I'll bet that if you were to look at plastic surgery data, or even statistical data on orthodontics, adjusted for income -- and I guess, cultural determinants -- people who are attractive with minor blemishes/misalignments are more apt to get work done than average-looking people (however that's determined) who have more significant cosmetic issues.   
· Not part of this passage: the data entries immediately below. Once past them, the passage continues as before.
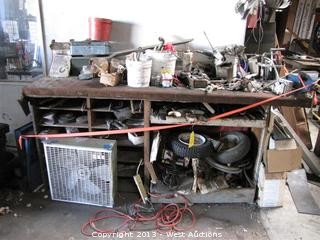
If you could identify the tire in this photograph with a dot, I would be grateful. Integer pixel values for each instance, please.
(235, 153)
(202, 148)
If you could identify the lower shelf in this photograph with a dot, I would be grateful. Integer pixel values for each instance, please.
(228, 195)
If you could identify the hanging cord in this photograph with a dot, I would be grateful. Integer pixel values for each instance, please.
(168, 218)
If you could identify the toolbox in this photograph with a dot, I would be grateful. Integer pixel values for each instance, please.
(89, 48)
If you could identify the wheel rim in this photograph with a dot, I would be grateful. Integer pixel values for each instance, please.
(198, 139)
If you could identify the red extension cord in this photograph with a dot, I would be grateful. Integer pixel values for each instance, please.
(167, 218)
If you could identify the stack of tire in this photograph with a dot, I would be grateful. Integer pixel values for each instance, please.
(238, 146)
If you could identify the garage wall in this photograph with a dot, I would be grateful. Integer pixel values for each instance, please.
(141, 22)
(10, 110)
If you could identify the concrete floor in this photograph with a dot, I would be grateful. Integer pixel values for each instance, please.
(47, 219)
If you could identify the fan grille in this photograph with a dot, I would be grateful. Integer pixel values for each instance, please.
(80, 175)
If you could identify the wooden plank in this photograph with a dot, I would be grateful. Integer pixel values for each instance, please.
(71, 87)
(309, 157)
(229, 195)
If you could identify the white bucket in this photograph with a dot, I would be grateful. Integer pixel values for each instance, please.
(139, 73)
(165, 61)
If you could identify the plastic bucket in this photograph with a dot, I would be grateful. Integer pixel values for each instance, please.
(139, 73)
(162, 61)
(99, 29)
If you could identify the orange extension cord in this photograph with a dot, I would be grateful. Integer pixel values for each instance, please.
(168, 218)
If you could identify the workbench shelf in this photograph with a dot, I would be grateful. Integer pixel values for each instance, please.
(226, 122)
(91, 98)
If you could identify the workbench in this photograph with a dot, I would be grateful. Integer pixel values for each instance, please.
(91, 91)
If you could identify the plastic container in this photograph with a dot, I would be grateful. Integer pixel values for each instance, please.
(162, 61)
(139, 73)
(99, 29)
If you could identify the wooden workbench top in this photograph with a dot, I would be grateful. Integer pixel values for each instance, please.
(73, 88)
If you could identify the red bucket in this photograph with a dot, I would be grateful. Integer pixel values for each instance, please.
(99, 28)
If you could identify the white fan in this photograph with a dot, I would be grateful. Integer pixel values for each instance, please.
(82, 170)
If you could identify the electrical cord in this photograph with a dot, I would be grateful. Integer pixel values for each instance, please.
(168, 218)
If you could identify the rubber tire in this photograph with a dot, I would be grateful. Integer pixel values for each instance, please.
(182, 150)
(236, 153)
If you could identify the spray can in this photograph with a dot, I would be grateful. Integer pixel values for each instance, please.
(187, 61)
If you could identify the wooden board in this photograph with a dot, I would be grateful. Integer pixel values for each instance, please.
(74, 88)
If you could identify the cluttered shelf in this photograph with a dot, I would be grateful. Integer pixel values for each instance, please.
(226, 122)
(71, 87)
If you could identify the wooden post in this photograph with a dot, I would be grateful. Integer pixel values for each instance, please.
(148, 168)
(40, 153)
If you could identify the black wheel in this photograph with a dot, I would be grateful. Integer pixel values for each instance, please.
(236, 147)
(180, 145)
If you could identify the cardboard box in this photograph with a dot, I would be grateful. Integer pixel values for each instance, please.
(285, 156)
(270, 188)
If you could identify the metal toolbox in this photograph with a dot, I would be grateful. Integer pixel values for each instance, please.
(89, 48)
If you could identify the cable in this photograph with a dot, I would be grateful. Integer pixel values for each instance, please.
(168, 218)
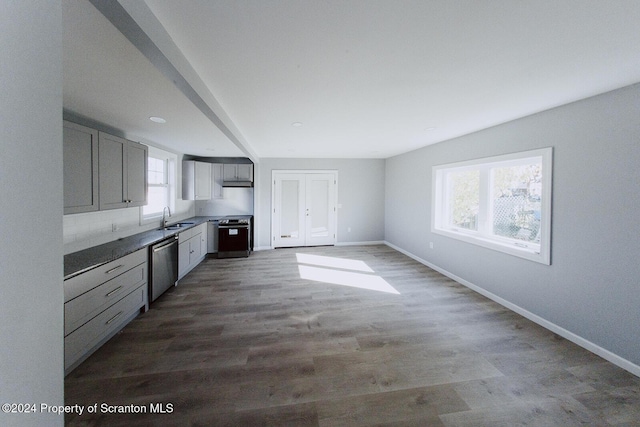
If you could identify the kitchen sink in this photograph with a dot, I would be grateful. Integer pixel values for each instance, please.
(177, 226)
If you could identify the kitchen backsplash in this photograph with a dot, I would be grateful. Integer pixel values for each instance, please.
(85, 230)
(236, 201)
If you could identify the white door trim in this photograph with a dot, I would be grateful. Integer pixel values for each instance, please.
(277, 172)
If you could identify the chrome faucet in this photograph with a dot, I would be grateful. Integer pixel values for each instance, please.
(164, 218)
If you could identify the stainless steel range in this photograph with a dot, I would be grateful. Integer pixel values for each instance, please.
(234, 236)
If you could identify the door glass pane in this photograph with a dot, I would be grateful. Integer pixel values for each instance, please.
(464, 199)
(319, 207)
(517, 192)
(289, 217)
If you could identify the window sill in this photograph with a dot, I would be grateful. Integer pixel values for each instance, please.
(532, 252)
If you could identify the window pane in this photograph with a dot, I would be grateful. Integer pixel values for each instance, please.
(464, 199)
(517, 192)
(156, 171)
(157, 200)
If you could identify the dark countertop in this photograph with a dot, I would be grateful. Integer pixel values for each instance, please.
(87, 259)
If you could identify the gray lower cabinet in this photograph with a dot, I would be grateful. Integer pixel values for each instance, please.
(123, 172)
(192, 248)
(80, 168)
(100, 302)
Which gets me thinking about the luxury car business, where beauty is both an attribute and a risk. The more you raise the aesthetic bar, the more the blemishes stand out. Roofline to console, every element has to challenge the others and reflect the whole. The risk? Especially in a luxury product with lots of moving parts, it is losing -- even horrifying -- customers because one sub-prime element stands out. 

In mass market, it’s less of a factor. If a car with plastic panels, manual seat adjustment, and even manual windows -- yes, manual windows still exist and some of us actually like them, though I won't name brands -- happens to have an eye-pleasing profile, a $13,000 MSRP, and a half-decent warranty, well, hey, suddenly the window cranks are a value-add! It's retro! If they throw in some telematics, interior space, and decent mileage numbers, that's even better. I'll take it, and the plastic, too! Gimme more! Deliver it in shrink wrap -- I don't care. 

Now, imagine our customer eyeing a luxury car. It has silken curves, double hand-stitched leather, great infotainment, brushed chrome door handles designed like a Brancusi sculpture and a hood that doesn't just retract, but retracts into another dimension (so there's still trunk space). Suddenly our customer notices the vent covers. They look like plastic grates from an air conditioner. That customer is now sprinting from the dealership, screaming for help. Questions are raised: who really made this car? What else is wrong with it? Where else did they go cheap? From what auto graveyard did the body parts come from? 

Now go look at the Tesla S. The car has set the luxury bar extremely high, even without the warp-drive electric powertrain. Everything on the car is incredible, down to the unreal retracting-door handles. It's a good benchmark for everyone. If Dr. Frankenstein were a plastic surgeon in Brentwood, he'd be driving one.